Le gel des avoirs et leur recouvrement, pour moi, ne sont plus des urgences. Je m’inscris dans une dynamique à moyen terme qui voudrait qu’on commence à mettre fin à ce pillage en mettant en place des instruments nationaux inspirés des instruments internationaux. Et qu’on applique les lois qui existent, d’abord et avant tout ! Les procès qui impliquent d’anciens ministres et des oligarques, sont toujours bon à prendre s’ils peuvent nous permettre de récupérer une partie de l’argent, mais les avoirs étrangers dans les pays européens sont gigantesques et facilement identifiables. Il est temps d’ouvrir des enquêtes ! Par exemple, il y a une corruption énorme entre l’Algérie et l’Espagne depuis plus de vingt ans, et aucune enquête n’a été diligentée… qu’attendent ces gouvernements ?

Compte tenu de tout ce que vous venez d’exposer, pourquoi restez-vous en Algérie ?

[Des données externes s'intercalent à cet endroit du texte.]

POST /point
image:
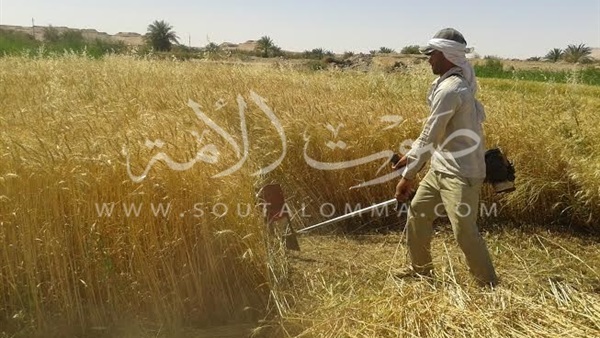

C’est une question qu’on me pose souvent et j’y réponds toujours avec beaucoup d’émotion. Mes parents étaient des immigrés en France où je suis né. J’avais neuf ans lorsque j’ai découvert l’Algérie. Un an avant l’Indépendance, mes parents avaient décidé de s’y réinstaller de manière définitive. Je ne connaissais pas un mot d’algérien et j’ai découvert ce pays par la région des Aurès, une région de montagnes, de résistance et de rébellion, qui a payé un très lourd tribut pendant la guerre d’Indépendance. Grâce à des bourses du gouvernement algérien, j’ai pu suivre une scolarité complète, des études secondaires et universitaires. Mon pays m’a donc beaucoup donné, que pouvais-je lui rendre ? Ayant pu acquérir ces connaissances, ce savoir et cette expérience, et reçu une éducation d’humanisme, de solidarité et de partage,  je me devais de les lui redonner. J’ai pour ce pays un attachement viscéral et je ne pourrais jamais imaginer aller m’installer ailleurs. J’aurais l’impression de vivre une nouvelle déchirure.

Comment imaginez-vous l’Algérie dans 20 ans ?
Avant l’avènement du Hirak, j’avoue que je me demandais quand les Algériens allaient se réveiller. A titre personnel, toute ma vie a été un océan de risques, de répressions que mes proches et moi avons subis, et je désespérais de ce qu’il allait falloir encore endurer pour qu’une réaction se fasse sentir. La réponse est venue du côté tunisien : le Printemps arabe a été un révélateur et m’a redonné espoir. Quand le Hirak est né, je ne m’y attendais pas en termes de calendrier, mais je n’ai pas été surpris ; et ce que j’ai observé me fait croire et dire que nous allons vers un changement. Ce sera un changement profond, mais que je ne souhaite pas rapide, sinon cela voudrait dire qu’il pourrait être violent. Dans 20 ans, je ne serai probablement plus de ce monde, mais si les choses avancent positivement dans la région - même si la situation en Libye et en Égypte m’inquiète beaucoup -, je pense qu’un changement va s’installer de façon durable et définitive.